La parole est à M. Philippe Kaltenbach.
M. Philippe Kaltenbach. Cet amendement vise à rendre obligatoire dans les treize grandes régions un conseil régional des jeunes. Composé de membres âgés de quinze à vingt-trois ans au moment de l’élection, désignés par tirage au sort parmi les candidats, son rôle consisterait à formuler des propositions sur les politiques régionales.
Pourquoi instaurer une telle instance dans le cadre des conseils régionaux ? Parce que les régions sont des collectivités importantes qui mènent, entre autres politiques, des actions directement tournées vers la jeunesse. Je pense à l’apprentissage, aux lycées, à la vie universitaire ou aux politiques en matière de transports.
L’idée est de favoriser la participation des jeunes à la vie politique. Sur toutes les travées, nous constatons en effet une désaffection très importante de la jeunesse à l’égard de la vie politique. Lors du premier tour des élections régionales, 75 % des jeunes de dix-huit à vingt-quatre ans se sont malheureusement abstenus.
Nous souhaitons tous que les jeunes s’impliquent dans la vie politique locale. En rendant obligatoire la création de ces conseils régionaux des jeunes, nous apporterons notre pierre à l’édifice. Ce ne sera pas la solution miracle, mais, ayant été vice-président de la région d’Île-de-France, qui a créé un conseil régional des jeunes, j’ai pu constater que cela avait favorisé la participation de jeunes à la vie politique régionale.
J’ai bien noté que le projet de loi comprend un dispositif visant à rappeler que les collectivités territoriales peuvent créer des conseils de jeunes. C’est en effet déjà le cas. Cette incitation est intéressante, mais il faut aller plus loin et prévoir, pour certaines grandes collectivités – les régions au travers de cet amendement et les communes de plus de 100 000 habitants dans un autre amendement –, de rendre ces conseils des jeunes obligatoires.
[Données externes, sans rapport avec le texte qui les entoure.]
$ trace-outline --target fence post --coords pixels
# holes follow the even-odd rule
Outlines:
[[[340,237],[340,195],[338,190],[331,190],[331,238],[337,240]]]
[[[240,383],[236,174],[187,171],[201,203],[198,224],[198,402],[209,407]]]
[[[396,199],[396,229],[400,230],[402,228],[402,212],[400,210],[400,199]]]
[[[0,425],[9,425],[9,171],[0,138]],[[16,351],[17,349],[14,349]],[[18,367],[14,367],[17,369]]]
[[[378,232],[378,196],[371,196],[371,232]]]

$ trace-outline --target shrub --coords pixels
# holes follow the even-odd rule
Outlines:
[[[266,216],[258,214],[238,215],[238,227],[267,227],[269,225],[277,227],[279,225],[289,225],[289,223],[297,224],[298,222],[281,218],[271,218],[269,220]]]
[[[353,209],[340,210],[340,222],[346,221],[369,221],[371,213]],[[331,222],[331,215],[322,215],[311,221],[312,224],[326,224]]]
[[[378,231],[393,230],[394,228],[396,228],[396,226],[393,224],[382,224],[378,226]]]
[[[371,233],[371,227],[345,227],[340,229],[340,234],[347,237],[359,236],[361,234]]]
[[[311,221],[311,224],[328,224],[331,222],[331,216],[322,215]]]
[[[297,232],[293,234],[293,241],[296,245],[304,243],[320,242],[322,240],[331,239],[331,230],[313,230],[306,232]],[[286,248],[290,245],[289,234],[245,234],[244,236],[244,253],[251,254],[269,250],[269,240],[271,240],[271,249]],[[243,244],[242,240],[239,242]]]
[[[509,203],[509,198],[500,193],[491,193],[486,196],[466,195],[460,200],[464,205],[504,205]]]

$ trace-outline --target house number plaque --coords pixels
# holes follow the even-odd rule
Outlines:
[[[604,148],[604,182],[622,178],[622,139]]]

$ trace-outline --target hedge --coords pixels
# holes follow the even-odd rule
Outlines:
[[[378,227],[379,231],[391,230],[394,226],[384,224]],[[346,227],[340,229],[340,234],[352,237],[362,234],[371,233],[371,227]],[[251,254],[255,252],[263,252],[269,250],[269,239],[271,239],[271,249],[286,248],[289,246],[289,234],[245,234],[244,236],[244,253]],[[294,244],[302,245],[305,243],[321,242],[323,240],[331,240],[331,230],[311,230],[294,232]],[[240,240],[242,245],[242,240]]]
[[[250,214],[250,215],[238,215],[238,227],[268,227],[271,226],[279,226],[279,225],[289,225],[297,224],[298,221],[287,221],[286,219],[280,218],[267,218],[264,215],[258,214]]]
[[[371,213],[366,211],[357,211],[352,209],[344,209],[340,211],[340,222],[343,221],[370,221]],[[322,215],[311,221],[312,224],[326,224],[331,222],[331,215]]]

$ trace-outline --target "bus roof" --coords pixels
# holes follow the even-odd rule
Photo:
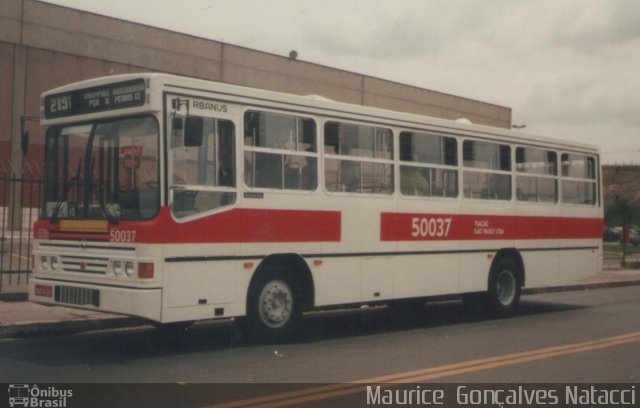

Les jeunes doivent entendre ce message : nous souhaitons leur donner la parole, entendre leurs propositions ; nous leur faisons confiance et voulons les associer pleinement aux politiques menées par les collectivités territoriales.
Certains ont fait valoir qu’il ne fallait pas imposer une telle mesure, en opposant la libre administration des collectivités locales. Or je rappelle que nous avons oublié la libre administration des collectivités locales lorsque nous avons imposé des conseils de quartier aux communes de plus de 80 000 habitants ou des conseils de développement durable aux agglomérations de plus de 100 000 habitants. Par conséquent, sur des sujets aussi importants que la vie de quartier ou le développement durable, on a imposé aux collectivités locales la création de conseils permettant l’expression de citoyens et leur association.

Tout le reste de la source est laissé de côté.